Os Zimbros do Líbano precisam de proteção!

Do porto de Trípoli, até Tartous, na Síria, o caminho localizado no alto dos penhascos de Dinnieh, na região do norte do Líbano possui uma vista magnífica sobre toda a costa do Mediterrâneo. Os penhascos cravejados em pedra calcária detêm os icônicos cedros do Líbano, e centenas de árvores mais resistentes: Os majestosos zimbros, cujas folhas em tom verde escuro, se destacam de seus grossos e poderosos troncos, cuja algumas dessas árvores têm séculos de idade.

Mas os zimbros estão em perigo, em virtude da invasão da atividade agrícola, e das pastagens caprinas.
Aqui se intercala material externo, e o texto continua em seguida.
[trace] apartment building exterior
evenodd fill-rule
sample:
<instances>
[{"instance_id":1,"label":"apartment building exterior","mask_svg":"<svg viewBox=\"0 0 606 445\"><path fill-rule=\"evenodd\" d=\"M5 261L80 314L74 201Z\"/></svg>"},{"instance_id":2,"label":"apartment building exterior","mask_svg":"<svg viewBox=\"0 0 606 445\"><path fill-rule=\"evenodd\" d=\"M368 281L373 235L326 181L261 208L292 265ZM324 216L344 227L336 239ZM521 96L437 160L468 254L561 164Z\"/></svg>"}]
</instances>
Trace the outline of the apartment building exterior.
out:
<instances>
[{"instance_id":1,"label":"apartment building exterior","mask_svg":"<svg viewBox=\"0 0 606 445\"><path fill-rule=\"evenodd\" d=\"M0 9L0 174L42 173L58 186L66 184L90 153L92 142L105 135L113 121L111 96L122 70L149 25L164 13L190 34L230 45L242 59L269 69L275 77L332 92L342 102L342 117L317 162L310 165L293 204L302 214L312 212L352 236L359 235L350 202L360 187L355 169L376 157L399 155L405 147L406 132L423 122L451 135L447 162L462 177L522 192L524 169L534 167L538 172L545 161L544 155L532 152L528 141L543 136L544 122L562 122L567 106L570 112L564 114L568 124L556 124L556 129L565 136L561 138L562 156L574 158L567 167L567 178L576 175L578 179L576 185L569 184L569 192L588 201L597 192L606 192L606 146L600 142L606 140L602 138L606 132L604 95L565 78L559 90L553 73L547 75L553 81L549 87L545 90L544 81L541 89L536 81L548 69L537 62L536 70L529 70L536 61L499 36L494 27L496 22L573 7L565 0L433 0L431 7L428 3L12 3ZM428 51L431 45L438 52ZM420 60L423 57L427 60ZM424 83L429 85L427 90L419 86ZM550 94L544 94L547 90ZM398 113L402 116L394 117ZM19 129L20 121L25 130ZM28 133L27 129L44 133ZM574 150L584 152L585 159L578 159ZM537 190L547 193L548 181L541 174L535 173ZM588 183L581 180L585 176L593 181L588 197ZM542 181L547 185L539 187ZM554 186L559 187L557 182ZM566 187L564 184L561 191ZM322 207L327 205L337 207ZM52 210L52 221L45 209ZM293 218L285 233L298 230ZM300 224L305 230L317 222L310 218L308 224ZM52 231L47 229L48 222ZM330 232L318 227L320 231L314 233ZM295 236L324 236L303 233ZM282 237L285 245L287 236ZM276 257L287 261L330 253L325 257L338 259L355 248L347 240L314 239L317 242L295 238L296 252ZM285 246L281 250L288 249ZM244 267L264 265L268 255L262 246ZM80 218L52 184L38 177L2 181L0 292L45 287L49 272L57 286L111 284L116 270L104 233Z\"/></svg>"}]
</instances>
Mohammad Taleb, um advogado crescido na região, que vem trabalhando numa reserva que possui os maiores campos de zimbros do Líbano, disse que os campos de zimbros deverão se transformar em uma reserva protegida, por iniciativa das autoridades municipais, mas a iniciativa ainda aguarda aprovação do Conselho de Ministros, que se encontra em estado disfuncional. 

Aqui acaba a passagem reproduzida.